Império à deriva

Patrick Wilcken



Em 1807, no auge das guerras napoleónicas, o príncipe regente português D. João tomou uma decisão extraordinária. Apesar de horrorizado com a ideia de uma viagem marítima, optou por transferir toda a Corte e o Governo para a maior colónia de Portugal, o Brasil. Com as tropas francesas a apertar o cerco a Lisboa, um total de 10.000 aristocratas, ministros, sacerdotes, e criados, sobe a bordo das frágeis embarcações da frota portuguesa. Após uma difícil viagem transatlântica sob escolta britânica, desembarcaram imundos, cheios de piolhos e esfarrapados, para grande surpresa dos súbditos do Novo Mundo.
A transferência da Corte e do governo português para o Brasil deu início a um período único de governo imperial a partir dos trópicos, que durou treze anos. O Rio de Janeiro não tardou a ser beneficiado com uma nova Ópera, um luxuriante Jardim Botânico e um Paço Real - uma Versalhes Tropical - tendo como esplêndido pano de fundo montanhas revestidas de vegetação luxuriante. Mas esta fachada metropolitana só parcialmente obscurecia a actividade brutal daquele que era o maior porto de escravos das Américas. Enquanto Patrick Wilcken dá vida a este período extraordinário, combinando ricos testemunhos contemporâneos com uma evocação plena de ideias do único momento na História em que a realeza europeia viveu numa colónia.

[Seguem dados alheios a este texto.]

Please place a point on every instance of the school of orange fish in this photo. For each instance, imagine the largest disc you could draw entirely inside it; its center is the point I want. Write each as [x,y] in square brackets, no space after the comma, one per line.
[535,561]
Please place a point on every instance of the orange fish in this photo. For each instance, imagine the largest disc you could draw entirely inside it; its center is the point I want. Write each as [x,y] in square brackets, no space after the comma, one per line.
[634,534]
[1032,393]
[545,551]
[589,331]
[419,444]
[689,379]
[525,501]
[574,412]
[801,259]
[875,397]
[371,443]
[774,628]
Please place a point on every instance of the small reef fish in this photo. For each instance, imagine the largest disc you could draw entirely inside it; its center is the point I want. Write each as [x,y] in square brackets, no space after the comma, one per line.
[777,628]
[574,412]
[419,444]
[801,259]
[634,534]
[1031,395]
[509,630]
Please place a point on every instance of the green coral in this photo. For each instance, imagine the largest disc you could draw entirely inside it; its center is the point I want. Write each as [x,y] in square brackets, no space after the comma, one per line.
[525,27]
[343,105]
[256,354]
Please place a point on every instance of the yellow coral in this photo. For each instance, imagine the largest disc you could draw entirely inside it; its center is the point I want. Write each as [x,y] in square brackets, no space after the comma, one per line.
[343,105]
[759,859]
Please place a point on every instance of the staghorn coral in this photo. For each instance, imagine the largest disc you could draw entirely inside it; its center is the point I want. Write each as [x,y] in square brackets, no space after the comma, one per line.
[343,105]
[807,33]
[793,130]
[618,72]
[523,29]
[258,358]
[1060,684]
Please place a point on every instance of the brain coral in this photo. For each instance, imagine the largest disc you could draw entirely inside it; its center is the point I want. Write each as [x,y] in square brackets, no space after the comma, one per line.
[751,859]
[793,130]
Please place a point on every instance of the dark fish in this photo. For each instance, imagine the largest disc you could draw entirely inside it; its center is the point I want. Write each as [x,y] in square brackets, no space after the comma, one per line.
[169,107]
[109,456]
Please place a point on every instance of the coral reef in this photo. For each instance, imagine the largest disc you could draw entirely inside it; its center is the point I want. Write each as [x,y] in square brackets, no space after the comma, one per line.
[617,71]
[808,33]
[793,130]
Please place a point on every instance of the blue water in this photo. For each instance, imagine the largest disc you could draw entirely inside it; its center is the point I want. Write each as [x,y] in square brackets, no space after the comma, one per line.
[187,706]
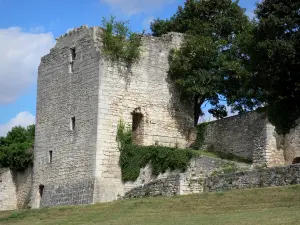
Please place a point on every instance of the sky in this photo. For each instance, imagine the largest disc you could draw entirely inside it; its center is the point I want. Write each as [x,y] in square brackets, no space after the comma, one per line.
[28,30]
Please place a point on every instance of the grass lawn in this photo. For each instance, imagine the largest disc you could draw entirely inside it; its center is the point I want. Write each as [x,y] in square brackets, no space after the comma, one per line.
[254,206]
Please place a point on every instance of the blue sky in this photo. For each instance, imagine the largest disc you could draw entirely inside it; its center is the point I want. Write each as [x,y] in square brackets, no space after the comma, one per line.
[28,30]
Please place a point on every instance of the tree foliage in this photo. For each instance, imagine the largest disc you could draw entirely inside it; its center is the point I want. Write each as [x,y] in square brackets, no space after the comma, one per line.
[209,65]
[275,59]
[119,43]
[16,149]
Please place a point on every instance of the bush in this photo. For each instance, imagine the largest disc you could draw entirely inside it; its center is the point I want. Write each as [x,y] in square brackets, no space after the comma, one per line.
[119,43]
[16,149]
[134,157]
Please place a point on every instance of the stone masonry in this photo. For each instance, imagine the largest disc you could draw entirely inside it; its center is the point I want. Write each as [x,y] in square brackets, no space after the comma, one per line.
[81,98]
[15,188]
[276,176]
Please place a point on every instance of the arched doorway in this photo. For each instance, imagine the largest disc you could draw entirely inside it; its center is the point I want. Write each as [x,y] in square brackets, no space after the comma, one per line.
[296,160]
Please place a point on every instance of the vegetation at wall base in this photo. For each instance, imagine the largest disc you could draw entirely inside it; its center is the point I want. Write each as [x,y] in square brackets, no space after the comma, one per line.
[268,206]
[210,151]
[119,43]
[16,149]
[134,157]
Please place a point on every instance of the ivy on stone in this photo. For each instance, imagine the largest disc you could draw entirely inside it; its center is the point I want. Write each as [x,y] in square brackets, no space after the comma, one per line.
[134,157]
[119,43]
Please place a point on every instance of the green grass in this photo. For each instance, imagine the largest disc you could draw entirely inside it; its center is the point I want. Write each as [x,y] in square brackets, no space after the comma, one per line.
[256,206]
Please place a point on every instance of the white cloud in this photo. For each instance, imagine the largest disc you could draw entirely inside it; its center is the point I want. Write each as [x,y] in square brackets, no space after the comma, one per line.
[21,52]
[137,6]
[23,119]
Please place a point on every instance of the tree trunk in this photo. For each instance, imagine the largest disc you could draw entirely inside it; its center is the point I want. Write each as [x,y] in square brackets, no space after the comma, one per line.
[198,101]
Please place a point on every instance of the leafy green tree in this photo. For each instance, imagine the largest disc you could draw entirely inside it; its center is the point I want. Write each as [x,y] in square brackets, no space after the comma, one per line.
[209,66]
[16,149]
[275,60]
[119,43]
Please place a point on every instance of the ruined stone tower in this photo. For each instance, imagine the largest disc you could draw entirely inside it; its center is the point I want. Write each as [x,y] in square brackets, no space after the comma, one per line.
[81,98]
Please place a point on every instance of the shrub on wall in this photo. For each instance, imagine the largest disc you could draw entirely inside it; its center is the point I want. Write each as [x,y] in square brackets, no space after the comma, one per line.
[134,157]
[119,43]
[16,149]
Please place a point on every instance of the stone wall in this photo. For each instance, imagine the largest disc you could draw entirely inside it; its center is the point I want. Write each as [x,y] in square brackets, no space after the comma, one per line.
[176,182]
[23,183]
[276,176]
[76,82]
[143,89]
[8,193]
[243,135]
[68,87]
[249,135]
[291,144]
[68,194]
[15,188]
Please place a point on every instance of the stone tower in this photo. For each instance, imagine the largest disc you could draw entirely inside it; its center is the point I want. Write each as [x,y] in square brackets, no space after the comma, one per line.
[81,98]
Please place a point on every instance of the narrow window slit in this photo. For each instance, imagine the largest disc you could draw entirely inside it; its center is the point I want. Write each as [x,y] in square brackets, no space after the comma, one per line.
[72,125]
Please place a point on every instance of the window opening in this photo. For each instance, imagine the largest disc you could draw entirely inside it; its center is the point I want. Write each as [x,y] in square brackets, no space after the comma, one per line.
[50,156]
[137,128]
[296,160]
[41,190]
[73,54]
[73,123]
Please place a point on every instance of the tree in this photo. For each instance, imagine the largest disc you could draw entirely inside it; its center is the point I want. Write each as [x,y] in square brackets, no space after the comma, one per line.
[209,66]
[275,59]
[16,149]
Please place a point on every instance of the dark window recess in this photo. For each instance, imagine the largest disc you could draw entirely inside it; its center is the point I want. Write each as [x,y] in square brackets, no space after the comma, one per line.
[71,67]
[73,123]
[50,156]
[41,190]
[296,160]
[137,128]
[73,53]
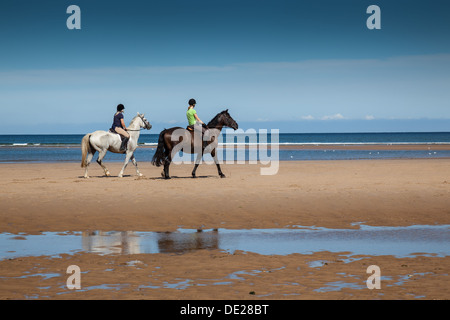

“Quando a última carruagem saiu do pátio de entrada de Queluz, o que um dia fora um retiro sagrado da realeza começou a ganhar o ar de edifício condenado. Da coluna em movimento lento, o palácio via-se cada vez mais longe, as paredes molhadas pela chuva já não pareciam imponentes, as sebes aparadas, a intrincada escultura dos arbustos, as fontes e as estátuas esvaziadas de poder simbólico.
Na cidade um enorme número de pessoas movimentava-se entre o emaranhado de ruas e (…) apinhava-se no cais (…).
Na manhã de 29 de Novembro (1808) foi dada ordem para levantar âncora. (…) Atrás de si, o esquadrão real deixava um cenário desolador; bagagens, papéis ensopados em água e caixotes abandonados espalhavam-se pelo cais; a lama, muito pisada, começava a secar, deixando marcas da recente agitação – um caos de pegadas, torrões e linhas em espiral. Entre os detritos jaziam artigos inestimáveis do património da coroa, deixados para trás na pressa de partir. Coches luxuosos com arreios em belíssimo estado, muitos ainda cheios de valores retirados dos palácios, estavam parados nas docas vazias; catorze carradas de prata das igrejas foram abandonadas aos franceses e os sessenta mil volumes da biblioteca real da Ajuda espalhavam-se na lama (…)
Podemos nunca vir a saber ao certo quantas pessoas conseguiram embarcar na frota, mas parece que cerca de dez mil saíram de Portugal para o Brasil, na primeira vaga – um número impressionante se tivermos em conta que a população de Lisboa naquela época não ultrapassava as 200 mil almas. A um vasto séquito de cortesãos – cirurgiões reais, confessores, damas de honor, guarda-roupas do rei, cozinheiros e pajens – juntava-se a melhor sociedade lisboeta – conselheiros de estado, sacerdotes, juízes e advogados, juntamente com os seus familiares. Do núcleo original da coroa e dos funcionários governamentais, subornos e pedidos de favor tinham alargado o grupo para incluir funcionários subalternos, homens de negócios, familiares distantes e penduras variados. (…)”


«... o seu principal objectivo em Império à Deriva é contar uma boa história descrevendo eventos ou evocando personagens. A narrativa desenrola-se rapidamente e é lúcida. Wilcken oferece interessantes reflexões sobre as consequências para Portugal, alongo prazo, da ausência do rei durante treze anos. Em geral, ele consegue ter sucesso nesta tarefa difícil: escrever tanto para especialistas como para leitores comuns.»